Hasil estimasi model infrastruktur pada kolom 4 menunjukkan bahwa hanya variabel pendapatan per kapita tahun sebelumnya dan dummy kota dan kota Jawa yang memengaruhi akses listrik. Peningkatan pendapatan masyarakat akan meningkatkan standar hidup seperti meningkatkan penggunaan peralatan elektronik untuk keperluan sehari-hari. Hal ini akan meningkatkan konsumsi listrik, sehingga akses energi listrik akan meningkat. Tentunya hal ini harus diimbangi dengan penyediaan suplai listrik yang memadai oleh PLN.

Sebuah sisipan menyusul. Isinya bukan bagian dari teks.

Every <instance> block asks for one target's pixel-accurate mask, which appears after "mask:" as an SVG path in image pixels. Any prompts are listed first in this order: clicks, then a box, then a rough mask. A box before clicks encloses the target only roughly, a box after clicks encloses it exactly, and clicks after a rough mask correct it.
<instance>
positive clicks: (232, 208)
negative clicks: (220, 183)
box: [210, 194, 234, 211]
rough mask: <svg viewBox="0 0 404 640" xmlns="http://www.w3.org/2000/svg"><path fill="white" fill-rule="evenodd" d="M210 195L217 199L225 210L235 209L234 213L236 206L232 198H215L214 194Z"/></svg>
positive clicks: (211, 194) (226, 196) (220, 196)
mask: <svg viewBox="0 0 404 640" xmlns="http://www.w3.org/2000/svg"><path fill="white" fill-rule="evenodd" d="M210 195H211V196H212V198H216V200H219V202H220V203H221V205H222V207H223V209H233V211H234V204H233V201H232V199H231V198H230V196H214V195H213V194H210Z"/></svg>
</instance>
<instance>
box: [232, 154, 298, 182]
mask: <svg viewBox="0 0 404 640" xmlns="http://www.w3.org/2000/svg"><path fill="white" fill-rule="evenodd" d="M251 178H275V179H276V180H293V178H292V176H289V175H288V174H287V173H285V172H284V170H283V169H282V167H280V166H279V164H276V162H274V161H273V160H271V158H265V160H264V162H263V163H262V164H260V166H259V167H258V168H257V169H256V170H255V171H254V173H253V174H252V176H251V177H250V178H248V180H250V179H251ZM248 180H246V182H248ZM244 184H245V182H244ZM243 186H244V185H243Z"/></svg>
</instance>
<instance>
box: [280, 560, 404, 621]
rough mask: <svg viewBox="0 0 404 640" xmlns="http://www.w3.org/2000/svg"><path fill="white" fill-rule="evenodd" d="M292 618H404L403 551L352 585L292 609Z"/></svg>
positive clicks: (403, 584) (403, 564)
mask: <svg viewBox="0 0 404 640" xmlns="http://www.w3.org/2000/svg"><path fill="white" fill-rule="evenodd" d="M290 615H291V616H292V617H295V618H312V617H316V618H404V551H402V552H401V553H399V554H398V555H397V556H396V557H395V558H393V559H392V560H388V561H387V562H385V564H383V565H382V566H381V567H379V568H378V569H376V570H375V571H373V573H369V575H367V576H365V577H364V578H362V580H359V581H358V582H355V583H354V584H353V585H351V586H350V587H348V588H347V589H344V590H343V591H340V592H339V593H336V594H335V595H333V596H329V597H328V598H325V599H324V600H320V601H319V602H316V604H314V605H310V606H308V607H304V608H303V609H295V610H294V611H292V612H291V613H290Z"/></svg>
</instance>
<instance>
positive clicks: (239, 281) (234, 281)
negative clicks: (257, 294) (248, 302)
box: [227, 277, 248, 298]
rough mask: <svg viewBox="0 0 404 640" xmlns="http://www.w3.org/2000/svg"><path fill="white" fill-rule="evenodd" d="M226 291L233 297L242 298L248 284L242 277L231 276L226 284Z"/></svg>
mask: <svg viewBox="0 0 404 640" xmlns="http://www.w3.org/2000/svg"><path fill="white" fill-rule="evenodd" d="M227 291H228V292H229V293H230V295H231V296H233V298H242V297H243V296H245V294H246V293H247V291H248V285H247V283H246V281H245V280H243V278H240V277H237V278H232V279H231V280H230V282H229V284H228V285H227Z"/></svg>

Serupa dengan akses air bersih, akses listrik juga tidak dipengaruhi oleh belanja infrastruktur pemerintah daerah. Hal ini dikarenakan pengelolaan listrik dilakukan PT.PLN, sehingga kemungkinan tata kelola perusahaan (corporate governance) yang lebih berpengaruh. Pemerintah daerah hanya dapat melakukan koordinasi, tidak dapat secara langsung memengaruhi kinerja perusahaan. Justru ada kemungkinan tata kelola pemerintah pusat lebih memengaruhi kinerja PLN karena kebijakan energi yang menentukan adalah pemerintah pusat, seperti adanya pemebrian subsidi listrik.